The predecessors' ids for a commit at position i
can be found in parentes[i]
. The last position in the relatives array is always null
since it represents the predecessors of the commit root. For example, the graph of Example 3 is represented by:
String[] commits = {"C7", "C6", "C5", "C4", "C3", "C2", "C1"};
String[][] parentes ={{"C6","C4"}, {"C5"}, {"C2"}, {"C3"}, {"C2"}, {"C1"}, null};
If one of the commits is the predecessor of the other, this commit is the common predecessor.
Signature of method
String predecessorComum(String[] commits, String[][] parentes, String commit1,
String commit2);
Example:
The call:
String predecessor = predecessorComum(commits, parentes, "C4", "C6");
Returns C2
Complexity
You can write a O (n) solution for this problem.
A first solution
My attempt to solve this problem began with the classic LCA algorithms (see this issue of the utluiz ), unfortunately the solution in time linear were complex and not very easy to implement using predecessor list.
I then implemented the following (in my view, not optimal) steps.
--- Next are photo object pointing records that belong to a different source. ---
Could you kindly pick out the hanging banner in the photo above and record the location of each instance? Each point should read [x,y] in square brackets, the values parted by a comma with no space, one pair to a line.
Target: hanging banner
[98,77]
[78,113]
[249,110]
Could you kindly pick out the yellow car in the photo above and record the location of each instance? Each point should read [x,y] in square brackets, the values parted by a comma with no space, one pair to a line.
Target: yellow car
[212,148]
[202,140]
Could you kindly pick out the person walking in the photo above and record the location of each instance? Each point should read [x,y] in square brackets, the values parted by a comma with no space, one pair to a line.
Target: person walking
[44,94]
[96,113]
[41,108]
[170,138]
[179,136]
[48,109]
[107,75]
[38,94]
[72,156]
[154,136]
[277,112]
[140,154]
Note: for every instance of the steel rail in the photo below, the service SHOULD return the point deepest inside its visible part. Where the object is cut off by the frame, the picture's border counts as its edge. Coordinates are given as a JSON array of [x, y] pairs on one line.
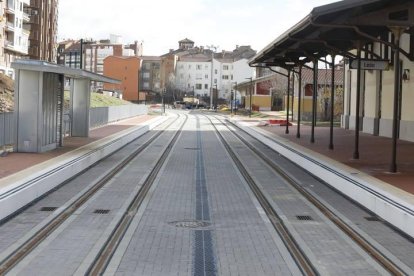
[[293, 247], [376, 254], [32, 242], [102, 260]]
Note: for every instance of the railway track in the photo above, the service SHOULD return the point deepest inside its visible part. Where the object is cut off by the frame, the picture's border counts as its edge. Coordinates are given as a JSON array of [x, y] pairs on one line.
[[298, 255], [301, 259], [25, 247], [101, 262]]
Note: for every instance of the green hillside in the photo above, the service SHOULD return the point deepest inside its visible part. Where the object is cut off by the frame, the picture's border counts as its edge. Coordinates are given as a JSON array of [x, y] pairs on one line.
[[99, 100]]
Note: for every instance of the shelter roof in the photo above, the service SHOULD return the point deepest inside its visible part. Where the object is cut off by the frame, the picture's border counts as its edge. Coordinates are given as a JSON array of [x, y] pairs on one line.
[[334, 29]]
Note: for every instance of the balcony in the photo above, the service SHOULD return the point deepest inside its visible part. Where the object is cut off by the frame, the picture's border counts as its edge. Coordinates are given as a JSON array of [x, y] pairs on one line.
[[26, 17], [10, 7], [9, 26], [9, 45]]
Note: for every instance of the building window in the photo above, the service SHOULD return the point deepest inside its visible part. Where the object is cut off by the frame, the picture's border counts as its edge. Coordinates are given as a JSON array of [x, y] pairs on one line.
[[308, 90]]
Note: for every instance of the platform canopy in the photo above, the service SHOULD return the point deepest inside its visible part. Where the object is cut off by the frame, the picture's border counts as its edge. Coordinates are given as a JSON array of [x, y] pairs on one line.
[[341, 28], [336, 29], [39, 110]]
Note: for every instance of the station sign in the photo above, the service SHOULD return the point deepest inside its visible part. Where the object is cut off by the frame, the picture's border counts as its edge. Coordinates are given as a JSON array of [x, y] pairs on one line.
[[370, 64]]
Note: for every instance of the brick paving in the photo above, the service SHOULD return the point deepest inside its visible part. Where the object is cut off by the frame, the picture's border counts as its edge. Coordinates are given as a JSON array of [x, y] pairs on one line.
[[17, 161]]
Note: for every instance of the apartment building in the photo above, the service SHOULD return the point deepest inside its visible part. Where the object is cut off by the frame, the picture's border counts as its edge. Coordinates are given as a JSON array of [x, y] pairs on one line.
[[203, 70], [16, 34], [43, 25], [125, 69], [150, 77]]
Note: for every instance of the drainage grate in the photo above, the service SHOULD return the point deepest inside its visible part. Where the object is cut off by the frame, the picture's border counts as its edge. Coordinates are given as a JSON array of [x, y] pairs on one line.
[[190, 223], [101, 211], [48, 209], [373, 218], [304, 217]]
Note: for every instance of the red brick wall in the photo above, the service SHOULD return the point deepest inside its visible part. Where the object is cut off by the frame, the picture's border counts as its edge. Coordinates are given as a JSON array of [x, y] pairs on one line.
[[127, 71]]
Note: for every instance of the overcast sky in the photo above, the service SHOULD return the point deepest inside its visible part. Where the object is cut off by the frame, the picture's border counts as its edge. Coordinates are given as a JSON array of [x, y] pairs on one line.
[[160, 24]]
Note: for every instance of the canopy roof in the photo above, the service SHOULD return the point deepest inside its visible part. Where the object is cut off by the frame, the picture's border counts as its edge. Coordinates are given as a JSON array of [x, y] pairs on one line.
[[335, 29]]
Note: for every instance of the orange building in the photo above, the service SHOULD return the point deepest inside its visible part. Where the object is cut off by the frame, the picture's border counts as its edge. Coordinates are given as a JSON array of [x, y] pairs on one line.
[[125, 69]]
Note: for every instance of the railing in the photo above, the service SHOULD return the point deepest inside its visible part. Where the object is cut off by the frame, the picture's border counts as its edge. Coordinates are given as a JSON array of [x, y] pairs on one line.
[[98, 116]]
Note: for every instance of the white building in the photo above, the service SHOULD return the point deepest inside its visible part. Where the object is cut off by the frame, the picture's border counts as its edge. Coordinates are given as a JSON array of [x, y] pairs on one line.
[[203, 71], [16, 36]]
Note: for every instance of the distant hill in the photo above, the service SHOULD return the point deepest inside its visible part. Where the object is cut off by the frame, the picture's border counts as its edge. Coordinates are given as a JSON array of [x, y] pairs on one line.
[[7, 96]]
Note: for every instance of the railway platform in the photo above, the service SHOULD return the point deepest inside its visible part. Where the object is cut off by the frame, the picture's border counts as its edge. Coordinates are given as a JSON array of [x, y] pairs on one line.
[[371, 167], [199, 217]]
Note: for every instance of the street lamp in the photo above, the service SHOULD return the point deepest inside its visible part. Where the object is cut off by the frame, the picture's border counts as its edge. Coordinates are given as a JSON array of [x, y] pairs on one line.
[[193, 98], [250, 96], [234, 96], [164, 90], [215, 95]]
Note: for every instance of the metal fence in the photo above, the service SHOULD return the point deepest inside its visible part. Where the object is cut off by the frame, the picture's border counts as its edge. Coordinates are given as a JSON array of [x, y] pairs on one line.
[[98, 116]]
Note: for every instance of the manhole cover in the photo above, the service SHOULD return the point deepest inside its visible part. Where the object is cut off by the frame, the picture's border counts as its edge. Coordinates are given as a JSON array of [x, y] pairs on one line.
[[304, 217], [373, 218], [48, 209], [101, 211], [190, 223]]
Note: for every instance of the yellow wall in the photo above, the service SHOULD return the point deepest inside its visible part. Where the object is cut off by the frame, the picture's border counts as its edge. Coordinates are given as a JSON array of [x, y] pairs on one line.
[[371, 93], [264, 102]]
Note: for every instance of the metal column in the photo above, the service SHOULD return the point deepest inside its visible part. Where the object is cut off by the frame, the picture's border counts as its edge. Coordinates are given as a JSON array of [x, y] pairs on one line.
[[332, 102], [358, 100], [287, 104], [299, 101], [314, 98]]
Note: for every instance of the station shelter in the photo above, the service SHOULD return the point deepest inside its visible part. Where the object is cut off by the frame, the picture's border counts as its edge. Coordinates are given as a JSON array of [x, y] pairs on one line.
[[376, 40], [39, 98]]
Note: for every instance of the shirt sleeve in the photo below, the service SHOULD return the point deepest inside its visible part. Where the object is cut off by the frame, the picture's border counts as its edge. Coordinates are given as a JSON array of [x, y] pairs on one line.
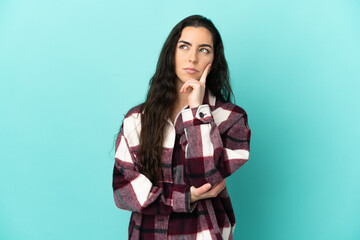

Map of index IDs (complexity O (n) ) so you can navigate efficiently in arrays:
final Map<String, Integer> idParaPosicao = new HashMap<String, Integer>();
for (int i = 0; i < commits.length; i++) {
final String id = commitHashes[i];
idParaPosicao .put(id, i);
}
Recursive auxiliary method to stack all predecessors of a commit
to root, including itself (complexity O (p + n) ):
private Stack<Integer> predecessores(Stack<Integer> visitados, int id,
String[][] parentes, Map<String, Integer> idParaPosicao) {
visitados.push(id);
final String[] parentesD = parentes[id];
if (parentesD != null) {
for (String parente : parentesD) {
predecessores(visitados, idParaPosicao.get(parente), parentes, hashToIndex);
}
}
return visitados;
}
Mount the stack for the two commits :
final Stack<Integer> predsC1 = predecessores(new Stack<Integer>(), indiceC1, parentes,
idParaPosicao);
final Stack<Integer> predsC2 = predecessores(new Stack<Integer>(), indiceC2, parentes,
idParaPosicao);
Unfold the predecessors from the root while they are the same. The last commit is the most recent predecessor (complexity O (n) ):
int lca = -1;
while (!predsC1.isEmpty() && !predsC2.isEmpty()) {
final int a1 = predsC1.pop();
final int a2 = predsC2.pop();
if (a1 == a2) {
lca = a1;
} else {
break;
}
}
Return the commit :
return commits[lca];
Self-criticism:
O(n + p)
time, it has a strong constant up front, most likely better algorithms already exist.